Kenyan police said on Wednesday they have launched an investigation after badly decomposed bodies, some of which bore signs of torture, were found in a river.
A Kenyan rights group said it counted 21 unidentified bodies – all men – in a hospital morgue that workers there said had been retrieved from the River Yala in a scenic area of western Kenya.
“Some of the bodies were tied with ropes, others had deep cuts and others had polythene bags on the heads,” Haki Africa executive director Hussein Khalid said in a statement after the visit on Monday.
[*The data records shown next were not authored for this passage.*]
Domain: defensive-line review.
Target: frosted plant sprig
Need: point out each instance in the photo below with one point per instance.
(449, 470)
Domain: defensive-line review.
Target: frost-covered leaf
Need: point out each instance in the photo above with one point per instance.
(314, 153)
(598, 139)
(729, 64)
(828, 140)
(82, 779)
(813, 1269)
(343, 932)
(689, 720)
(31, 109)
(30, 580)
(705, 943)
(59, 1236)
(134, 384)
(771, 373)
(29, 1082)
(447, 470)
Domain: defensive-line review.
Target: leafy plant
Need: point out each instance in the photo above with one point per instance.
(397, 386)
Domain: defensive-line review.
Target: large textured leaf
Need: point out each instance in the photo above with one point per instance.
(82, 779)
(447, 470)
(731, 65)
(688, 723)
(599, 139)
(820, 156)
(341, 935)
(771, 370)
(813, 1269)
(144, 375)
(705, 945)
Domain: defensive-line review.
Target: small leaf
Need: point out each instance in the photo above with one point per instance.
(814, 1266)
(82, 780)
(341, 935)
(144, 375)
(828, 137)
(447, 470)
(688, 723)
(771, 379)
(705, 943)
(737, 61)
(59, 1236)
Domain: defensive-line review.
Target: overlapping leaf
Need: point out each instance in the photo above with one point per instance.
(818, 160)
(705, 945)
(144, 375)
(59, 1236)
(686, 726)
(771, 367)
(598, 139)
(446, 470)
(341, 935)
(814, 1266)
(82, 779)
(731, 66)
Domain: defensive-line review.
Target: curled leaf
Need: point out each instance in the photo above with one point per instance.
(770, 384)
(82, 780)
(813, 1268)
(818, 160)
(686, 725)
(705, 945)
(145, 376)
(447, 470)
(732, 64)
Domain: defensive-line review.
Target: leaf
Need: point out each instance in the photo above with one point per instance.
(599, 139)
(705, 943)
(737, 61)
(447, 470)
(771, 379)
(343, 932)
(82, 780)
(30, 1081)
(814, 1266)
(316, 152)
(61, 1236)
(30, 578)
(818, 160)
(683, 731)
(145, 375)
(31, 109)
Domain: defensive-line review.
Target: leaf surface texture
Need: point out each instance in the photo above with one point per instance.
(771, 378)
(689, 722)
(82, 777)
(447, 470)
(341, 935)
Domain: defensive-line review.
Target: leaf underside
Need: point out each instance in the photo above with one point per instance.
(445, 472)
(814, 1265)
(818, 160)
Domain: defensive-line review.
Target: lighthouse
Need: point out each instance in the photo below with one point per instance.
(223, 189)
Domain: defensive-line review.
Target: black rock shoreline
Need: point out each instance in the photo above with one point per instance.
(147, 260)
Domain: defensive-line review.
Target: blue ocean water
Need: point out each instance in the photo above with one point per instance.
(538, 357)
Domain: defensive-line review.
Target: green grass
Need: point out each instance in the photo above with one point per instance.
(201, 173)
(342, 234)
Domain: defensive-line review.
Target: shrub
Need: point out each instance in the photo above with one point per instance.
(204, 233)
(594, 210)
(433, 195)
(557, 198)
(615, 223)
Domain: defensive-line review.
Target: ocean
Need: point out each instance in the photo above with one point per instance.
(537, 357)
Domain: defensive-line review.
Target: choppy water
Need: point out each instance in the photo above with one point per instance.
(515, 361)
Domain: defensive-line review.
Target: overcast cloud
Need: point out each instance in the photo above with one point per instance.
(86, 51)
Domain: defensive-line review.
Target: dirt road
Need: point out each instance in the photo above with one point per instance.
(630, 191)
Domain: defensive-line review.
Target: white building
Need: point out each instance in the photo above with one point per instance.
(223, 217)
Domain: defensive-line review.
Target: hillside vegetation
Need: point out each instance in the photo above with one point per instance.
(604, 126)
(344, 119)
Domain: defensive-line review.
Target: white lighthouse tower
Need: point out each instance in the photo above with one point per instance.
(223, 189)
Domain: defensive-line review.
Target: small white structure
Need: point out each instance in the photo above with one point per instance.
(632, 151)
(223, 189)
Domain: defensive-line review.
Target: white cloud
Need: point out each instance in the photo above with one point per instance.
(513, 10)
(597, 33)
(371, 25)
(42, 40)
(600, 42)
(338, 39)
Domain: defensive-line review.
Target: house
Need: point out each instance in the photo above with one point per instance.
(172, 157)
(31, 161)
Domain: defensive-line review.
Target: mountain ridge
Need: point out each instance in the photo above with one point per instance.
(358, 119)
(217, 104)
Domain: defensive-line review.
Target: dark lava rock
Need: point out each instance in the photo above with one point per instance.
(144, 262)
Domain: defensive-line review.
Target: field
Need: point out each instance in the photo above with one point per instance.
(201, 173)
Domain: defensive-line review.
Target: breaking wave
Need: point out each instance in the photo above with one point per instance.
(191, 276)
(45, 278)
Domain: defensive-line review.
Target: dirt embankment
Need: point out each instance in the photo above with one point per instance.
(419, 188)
“The mortuary attendant informed us that at least 10 bodies were found in individual sacks which were properly stitched like parcels.”Khalid also said on the same day Haki Africa’s team visited the Yala morgue, they spotted two bodies floating in the river, trapped in the rapids.
Morgue officials told the activists they keep unclaimed corpses for 90 days before burying them – suggesting the bodies may have been found over the past three months.
But police said Wednesday that only 19 cases of bodies being found dumped in the Yala had been reported over the past two years.
“This number represents a cumulative body count over the stated period contrary to media reports insinuating all the incidences are a recent occurrence,” police spokesman Bruno Shioso said in a statement.
Shioso said a team of investigators has been assigned to the case but that despite repeated appeals, no-one has claimed the bodies.